The iodine tablet protects the thyroid gland
A serious nuclear power plant accident may release radioactive iodine into the atmosphere. The build-up of iodine in the thyroid gland can be reduced by taking a medicinal iodine tablet. The effectiveness of the product depends on the correct timing, which is why the iodine tablet must only be taken when instructed by the authorities.
Taking iodine tablets may be appropriate in some areas in Finland if an accident occurs at
- a nuclear power plant in Olkiluoto or Loviisa
- the Sosnovyi Bor plant tai Kuolan laitoksella in Russia
- the Forsmark plant in Sweden.
It is very unlikely that an accident elsewhere would necessitate the protection of the population or the taking of iodine tablets.
Iodine typically builds up in the thyroid gland when it enters the body by inhalation, for example.

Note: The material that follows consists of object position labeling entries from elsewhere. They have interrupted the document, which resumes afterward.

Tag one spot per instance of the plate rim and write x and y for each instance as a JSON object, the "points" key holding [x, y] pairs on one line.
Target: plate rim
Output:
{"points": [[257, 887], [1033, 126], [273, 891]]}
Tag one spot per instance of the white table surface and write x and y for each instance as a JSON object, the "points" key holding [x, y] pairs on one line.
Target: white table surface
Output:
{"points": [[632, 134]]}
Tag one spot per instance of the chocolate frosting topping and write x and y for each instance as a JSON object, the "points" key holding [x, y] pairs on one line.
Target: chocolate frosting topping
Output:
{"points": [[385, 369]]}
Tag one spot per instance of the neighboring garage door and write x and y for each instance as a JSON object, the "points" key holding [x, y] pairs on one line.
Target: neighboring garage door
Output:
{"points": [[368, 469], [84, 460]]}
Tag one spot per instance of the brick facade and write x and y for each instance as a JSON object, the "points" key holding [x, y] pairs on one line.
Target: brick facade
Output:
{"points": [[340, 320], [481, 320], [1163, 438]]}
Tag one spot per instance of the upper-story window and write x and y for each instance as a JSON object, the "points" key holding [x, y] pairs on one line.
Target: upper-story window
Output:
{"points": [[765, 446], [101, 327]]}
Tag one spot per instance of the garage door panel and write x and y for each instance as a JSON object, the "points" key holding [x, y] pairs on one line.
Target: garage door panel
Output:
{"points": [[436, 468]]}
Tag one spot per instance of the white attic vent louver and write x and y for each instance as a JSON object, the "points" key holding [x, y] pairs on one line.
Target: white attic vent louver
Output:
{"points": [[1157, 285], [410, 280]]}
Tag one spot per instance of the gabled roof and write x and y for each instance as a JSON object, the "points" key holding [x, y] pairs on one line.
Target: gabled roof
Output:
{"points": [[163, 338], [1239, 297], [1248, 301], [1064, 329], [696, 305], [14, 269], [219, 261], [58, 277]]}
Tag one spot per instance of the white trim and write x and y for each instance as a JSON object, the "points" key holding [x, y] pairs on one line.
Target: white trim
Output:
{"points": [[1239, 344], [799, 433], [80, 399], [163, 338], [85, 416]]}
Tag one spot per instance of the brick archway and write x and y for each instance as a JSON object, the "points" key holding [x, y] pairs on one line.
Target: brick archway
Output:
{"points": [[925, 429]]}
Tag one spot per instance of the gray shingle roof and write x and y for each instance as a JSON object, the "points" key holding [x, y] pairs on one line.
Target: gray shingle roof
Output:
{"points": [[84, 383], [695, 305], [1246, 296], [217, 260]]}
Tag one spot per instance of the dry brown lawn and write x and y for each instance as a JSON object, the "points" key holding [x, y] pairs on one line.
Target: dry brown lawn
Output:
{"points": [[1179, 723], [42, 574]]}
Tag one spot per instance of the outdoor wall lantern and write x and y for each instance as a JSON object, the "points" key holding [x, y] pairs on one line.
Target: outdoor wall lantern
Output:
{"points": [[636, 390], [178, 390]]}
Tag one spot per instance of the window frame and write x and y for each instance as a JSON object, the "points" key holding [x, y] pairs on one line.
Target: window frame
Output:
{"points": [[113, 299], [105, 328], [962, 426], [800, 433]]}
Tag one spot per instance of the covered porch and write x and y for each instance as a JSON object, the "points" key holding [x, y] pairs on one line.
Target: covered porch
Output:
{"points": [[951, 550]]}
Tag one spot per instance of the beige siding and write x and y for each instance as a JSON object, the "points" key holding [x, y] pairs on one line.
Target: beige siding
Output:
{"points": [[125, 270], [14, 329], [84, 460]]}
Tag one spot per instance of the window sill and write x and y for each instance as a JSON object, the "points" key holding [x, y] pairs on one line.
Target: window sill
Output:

This is most harmful to people of growing age, where the radiation dose to the thyroid gland can increase the risk of thyroid cancer. The build-up of radioactive iodine in the thyroid gland can be reduced by taking a medicinal iodine tablet. The non-radioactive potassium iodine contained in the tablet fills up the thyroid gland in such a way that it prevents the absorption of radioactive iodine into the gland.
If the air is expected to contain a large amount of radioactive iodine in a particular area of Finland, people are advised to take medicinal iodine tablets. The tablet must only be taken when instructed by the authorities, as the effectiveness of the product depends on the correct timing.
Taking iodine tablets in the event of a radiation hazard situation due to a nuclear accident is recommended for people up to 40 years of age, pregnant women or breastfeeding mothers. It is especially important that children and pregnant women or breastfeeding mothers take iodine tablets, because the thyroid glands of children and the foetus are more sensitive to radiation than those of adults. In addition, the thyroid gland of a pregnant woman and breastfeeding mother is enlarged and exceptionally active. If there are not enough tablets, the tablets are given to children and pregnant women. No association between exposure to radioactive iodine and thyroid cancer has been observed in adults; therefore, iodine tablets are not recommended for people over 40 years of age.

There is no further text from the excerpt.